Sean said it is not only the mechanics of clocks that attracts him but also the history and artwork embedded in them.

"The carvings and the painted glass in these old clocks are amazing," he said, noting clocks from the late 1800s to early 1900s are their "bread and butter," and the timepieces are nearly always family heirlooms.

"(Mechanical clock repair) is a dying art (and) not many of us are around to fix them these days," Sean said.

"I like to say clocks are a bit like how guns used to be in that (firearms) went from black powder to all the multiple spinning barrels," he said.

"It's the same way with clocks in that you can see how things have progressed throughout the years," Barnes added.

Connections

Sean said social media has brought the couple friends all over the world who share their love of clocks.

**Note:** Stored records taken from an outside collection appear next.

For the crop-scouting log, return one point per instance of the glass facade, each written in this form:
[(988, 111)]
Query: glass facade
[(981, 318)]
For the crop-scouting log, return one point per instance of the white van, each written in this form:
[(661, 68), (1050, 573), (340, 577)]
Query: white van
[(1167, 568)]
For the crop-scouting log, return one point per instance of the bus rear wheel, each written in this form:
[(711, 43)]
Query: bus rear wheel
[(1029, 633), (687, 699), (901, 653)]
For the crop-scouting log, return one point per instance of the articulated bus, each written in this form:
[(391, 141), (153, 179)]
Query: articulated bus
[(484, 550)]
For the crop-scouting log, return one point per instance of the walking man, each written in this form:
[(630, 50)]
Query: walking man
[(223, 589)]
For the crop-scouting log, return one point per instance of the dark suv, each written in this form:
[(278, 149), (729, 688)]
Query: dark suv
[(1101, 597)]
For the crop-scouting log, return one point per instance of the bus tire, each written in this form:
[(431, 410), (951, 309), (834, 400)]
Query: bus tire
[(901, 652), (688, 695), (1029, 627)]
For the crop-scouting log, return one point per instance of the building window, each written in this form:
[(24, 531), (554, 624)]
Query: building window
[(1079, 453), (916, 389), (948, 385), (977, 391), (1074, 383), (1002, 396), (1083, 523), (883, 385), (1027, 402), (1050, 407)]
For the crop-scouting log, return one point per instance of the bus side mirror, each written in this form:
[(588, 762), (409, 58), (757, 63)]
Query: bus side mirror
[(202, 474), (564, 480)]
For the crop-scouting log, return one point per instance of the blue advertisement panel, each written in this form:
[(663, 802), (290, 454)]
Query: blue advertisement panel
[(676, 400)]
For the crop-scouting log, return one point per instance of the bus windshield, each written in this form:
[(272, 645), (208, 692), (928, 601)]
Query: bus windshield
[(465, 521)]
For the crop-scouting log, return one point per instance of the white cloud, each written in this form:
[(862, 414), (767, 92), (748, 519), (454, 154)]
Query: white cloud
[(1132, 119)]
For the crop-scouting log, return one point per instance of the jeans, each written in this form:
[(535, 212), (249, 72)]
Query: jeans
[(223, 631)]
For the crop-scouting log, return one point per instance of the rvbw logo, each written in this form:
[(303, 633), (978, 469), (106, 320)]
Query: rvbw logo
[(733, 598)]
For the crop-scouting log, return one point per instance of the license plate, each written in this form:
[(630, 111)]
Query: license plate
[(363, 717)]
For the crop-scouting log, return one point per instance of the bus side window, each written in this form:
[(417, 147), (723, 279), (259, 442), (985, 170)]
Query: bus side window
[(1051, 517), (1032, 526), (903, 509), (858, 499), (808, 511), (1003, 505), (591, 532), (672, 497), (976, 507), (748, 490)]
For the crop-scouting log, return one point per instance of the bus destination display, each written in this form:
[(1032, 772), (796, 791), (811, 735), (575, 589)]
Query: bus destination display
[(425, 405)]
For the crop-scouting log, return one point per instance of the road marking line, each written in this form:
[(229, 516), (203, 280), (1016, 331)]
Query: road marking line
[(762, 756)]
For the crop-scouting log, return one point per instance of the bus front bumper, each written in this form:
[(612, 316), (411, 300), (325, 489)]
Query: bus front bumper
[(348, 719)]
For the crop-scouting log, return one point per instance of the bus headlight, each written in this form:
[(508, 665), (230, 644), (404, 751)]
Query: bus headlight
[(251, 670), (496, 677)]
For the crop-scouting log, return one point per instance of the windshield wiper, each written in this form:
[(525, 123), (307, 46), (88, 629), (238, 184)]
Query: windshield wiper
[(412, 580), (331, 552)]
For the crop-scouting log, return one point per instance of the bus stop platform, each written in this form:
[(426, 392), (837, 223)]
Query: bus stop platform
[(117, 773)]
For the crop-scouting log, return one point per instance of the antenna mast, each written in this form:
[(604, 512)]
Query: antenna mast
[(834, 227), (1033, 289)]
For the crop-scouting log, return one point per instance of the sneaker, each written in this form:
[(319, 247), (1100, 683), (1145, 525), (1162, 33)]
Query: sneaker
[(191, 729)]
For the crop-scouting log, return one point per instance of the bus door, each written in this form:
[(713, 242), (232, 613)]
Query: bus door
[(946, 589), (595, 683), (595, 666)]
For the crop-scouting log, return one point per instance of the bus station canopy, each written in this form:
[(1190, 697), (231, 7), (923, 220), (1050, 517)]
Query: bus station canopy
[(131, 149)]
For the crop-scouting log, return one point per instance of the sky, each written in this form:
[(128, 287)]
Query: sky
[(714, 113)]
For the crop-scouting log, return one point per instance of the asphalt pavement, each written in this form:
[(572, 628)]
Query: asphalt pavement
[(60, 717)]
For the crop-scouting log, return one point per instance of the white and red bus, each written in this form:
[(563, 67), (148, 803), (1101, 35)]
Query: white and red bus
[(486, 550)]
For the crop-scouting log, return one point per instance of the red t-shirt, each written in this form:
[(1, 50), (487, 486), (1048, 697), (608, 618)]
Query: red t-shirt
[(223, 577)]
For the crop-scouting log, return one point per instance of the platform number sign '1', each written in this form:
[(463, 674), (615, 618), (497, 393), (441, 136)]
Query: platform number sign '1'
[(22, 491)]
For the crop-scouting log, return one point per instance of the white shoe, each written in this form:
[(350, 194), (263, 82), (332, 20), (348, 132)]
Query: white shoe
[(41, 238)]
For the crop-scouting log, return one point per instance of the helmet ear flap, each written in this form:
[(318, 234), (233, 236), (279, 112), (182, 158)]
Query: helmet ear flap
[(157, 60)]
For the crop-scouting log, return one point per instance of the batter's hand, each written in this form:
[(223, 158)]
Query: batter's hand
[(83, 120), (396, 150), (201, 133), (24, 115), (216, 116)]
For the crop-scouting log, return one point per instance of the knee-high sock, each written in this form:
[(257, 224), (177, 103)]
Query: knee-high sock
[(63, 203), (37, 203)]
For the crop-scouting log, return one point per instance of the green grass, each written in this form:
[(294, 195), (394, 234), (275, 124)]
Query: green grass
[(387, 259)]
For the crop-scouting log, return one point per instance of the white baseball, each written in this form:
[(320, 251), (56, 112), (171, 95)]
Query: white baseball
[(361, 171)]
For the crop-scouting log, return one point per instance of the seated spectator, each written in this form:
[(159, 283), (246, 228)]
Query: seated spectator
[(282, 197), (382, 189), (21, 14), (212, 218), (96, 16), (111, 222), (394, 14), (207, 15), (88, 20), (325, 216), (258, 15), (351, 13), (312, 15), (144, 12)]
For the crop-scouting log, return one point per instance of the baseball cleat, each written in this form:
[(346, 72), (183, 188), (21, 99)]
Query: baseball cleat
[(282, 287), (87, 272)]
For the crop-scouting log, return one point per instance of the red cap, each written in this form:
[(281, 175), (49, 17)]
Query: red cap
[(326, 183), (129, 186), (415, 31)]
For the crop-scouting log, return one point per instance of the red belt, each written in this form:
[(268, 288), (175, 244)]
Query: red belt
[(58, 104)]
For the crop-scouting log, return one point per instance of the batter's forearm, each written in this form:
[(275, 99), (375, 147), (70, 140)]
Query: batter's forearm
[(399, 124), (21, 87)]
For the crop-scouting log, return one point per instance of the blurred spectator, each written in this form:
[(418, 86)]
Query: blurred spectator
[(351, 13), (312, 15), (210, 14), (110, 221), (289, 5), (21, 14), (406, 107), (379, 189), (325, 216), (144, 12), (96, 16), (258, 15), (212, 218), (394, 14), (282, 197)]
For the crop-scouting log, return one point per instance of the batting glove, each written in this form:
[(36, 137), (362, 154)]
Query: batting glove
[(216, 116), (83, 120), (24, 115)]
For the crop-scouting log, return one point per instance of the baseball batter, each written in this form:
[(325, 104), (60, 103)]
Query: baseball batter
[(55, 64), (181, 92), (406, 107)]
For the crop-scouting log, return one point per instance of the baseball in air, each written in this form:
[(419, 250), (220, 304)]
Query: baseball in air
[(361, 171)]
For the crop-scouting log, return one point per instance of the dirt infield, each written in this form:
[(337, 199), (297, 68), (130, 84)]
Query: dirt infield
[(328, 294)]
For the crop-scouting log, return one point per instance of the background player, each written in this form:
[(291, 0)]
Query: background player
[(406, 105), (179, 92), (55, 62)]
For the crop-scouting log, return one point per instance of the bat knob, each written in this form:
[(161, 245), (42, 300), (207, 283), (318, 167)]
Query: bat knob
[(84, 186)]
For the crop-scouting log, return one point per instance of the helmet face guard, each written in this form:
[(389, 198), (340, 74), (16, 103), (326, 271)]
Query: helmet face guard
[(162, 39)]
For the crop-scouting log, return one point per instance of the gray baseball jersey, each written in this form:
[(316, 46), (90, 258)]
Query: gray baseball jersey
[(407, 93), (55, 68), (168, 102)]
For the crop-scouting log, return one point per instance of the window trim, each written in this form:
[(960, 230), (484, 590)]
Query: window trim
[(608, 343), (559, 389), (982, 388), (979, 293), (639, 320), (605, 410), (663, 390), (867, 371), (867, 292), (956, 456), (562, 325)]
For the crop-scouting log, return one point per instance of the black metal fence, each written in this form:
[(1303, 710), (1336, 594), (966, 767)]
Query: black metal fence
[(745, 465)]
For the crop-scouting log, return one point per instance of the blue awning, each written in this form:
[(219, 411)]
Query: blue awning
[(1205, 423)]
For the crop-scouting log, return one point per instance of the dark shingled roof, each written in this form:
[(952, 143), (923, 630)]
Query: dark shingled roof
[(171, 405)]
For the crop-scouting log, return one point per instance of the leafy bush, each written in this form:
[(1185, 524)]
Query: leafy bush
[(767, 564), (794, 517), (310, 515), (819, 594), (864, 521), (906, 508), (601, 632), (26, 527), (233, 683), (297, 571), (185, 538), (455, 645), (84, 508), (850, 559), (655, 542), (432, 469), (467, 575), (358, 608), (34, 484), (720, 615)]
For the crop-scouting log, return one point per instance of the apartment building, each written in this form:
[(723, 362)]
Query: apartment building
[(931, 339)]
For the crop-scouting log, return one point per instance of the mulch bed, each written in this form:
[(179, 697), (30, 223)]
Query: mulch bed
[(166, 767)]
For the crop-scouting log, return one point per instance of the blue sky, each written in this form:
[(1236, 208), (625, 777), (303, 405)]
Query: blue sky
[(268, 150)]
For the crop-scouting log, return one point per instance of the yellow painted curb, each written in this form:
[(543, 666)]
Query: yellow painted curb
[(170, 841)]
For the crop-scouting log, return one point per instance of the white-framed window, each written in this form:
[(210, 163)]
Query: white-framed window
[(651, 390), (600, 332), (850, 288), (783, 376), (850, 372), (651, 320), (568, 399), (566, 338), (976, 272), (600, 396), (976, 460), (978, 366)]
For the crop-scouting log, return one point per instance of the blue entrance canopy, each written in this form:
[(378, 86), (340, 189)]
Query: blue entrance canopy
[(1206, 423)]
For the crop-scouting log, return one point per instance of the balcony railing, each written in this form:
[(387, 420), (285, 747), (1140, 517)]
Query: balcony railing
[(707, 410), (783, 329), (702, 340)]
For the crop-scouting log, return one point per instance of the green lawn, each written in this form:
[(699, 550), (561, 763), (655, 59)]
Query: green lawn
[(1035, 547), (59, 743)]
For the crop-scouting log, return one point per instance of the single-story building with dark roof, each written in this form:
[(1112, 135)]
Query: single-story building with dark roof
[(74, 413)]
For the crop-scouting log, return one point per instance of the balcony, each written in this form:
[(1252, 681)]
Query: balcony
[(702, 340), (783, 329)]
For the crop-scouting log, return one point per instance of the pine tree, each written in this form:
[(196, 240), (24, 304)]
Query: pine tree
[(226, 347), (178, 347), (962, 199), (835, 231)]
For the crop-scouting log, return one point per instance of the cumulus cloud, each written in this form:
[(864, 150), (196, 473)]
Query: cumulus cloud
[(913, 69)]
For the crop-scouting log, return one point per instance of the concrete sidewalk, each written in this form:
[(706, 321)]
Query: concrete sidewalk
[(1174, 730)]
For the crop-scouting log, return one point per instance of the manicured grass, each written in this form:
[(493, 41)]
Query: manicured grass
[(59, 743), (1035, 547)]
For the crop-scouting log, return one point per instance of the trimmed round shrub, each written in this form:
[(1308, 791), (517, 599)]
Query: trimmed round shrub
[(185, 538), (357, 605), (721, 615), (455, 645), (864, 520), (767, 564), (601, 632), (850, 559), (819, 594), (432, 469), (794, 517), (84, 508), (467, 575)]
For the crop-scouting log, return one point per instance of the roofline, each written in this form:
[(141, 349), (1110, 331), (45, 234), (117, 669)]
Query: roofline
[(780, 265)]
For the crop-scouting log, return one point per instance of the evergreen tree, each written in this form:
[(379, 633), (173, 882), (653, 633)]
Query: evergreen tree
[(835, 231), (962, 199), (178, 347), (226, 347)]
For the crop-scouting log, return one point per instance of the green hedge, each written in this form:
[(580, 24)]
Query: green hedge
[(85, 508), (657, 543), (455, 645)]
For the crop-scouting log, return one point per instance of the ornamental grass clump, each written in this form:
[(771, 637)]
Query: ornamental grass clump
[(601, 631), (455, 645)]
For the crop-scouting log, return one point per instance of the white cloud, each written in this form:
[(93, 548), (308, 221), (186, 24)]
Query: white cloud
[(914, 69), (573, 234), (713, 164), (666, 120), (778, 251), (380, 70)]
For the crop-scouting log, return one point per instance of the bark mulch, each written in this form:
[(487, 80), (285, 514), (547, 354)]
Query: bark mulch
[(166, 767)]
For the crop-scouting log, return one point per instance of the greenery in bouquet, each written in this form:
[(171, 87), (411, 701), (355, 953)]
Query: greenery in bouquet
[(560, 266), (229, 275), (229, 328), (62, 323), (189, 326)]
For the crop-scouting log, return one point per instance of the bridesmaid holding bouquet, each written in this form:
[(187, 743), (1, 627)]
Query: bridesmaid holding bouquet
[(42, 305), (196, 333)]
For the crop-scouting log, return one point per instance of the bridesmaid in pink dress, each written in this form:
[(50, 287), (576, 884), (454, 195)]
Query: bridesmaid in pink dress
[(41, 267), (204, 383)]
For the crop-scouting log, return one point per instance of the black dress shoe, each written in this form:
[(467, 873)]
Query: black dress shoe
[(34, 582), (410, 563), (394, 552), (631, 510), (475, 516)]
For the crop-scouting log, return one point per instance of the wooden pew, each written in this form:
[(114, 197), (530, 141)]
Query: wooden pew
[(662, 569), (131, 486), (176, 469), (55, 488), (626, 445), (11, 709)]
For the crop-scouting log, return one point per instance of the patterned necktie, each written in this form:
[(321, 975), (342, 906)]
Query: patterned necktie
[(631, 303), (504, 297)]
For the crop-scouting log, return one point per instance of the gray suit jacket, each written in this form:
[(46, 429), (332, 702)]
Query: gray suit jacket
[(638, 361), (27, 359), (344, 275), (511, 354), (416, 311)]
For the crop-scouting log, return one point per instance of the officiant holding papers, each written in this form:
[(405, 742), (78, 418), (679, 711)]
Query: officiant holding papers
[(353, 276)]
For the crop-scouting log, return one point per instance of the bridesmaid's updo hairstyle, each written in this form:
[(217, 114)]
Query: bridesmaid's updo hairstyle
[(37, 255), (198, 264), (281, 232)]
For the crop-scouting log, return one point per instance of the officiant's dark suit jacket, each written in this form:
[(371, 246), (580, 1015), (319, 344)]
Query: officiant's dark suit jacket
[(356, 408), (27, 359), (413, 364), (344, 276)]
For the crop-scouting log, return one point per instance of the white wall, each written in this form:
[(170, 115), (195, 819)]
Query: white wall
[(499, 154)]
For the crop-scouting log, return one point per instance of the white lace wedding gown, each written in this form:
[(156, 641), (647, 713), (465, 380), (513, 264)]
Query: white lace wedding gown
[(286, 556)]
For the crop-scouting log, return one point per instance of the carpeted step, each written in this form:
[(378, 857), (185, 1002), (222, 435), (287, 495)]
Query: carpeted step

"We help each other out and if we're having a problem with a timepiece, one of us can walk the other through it," he added, noting cyberspace has hooked him up with other clock repairers in the U.S., Canada, Germany, England, South Africa, Australia and Asia.

The territory

Sean said their business tries to stay within a 50-mile radius of Cape but notes they've done work for clock aficionados in St. Genevieve and Poplar Bluff as well as for customers in Arkansas, Kentucky and Illinois.

To give an idea about a fee, Barnes said S&N charges $200 to work on an American spring wound time strike clock.

The couple has a Facebook page and a website, snclockrepair.com.

"What we've found is that (mechanical) timepieces can mean an awful lot to people," Sean said.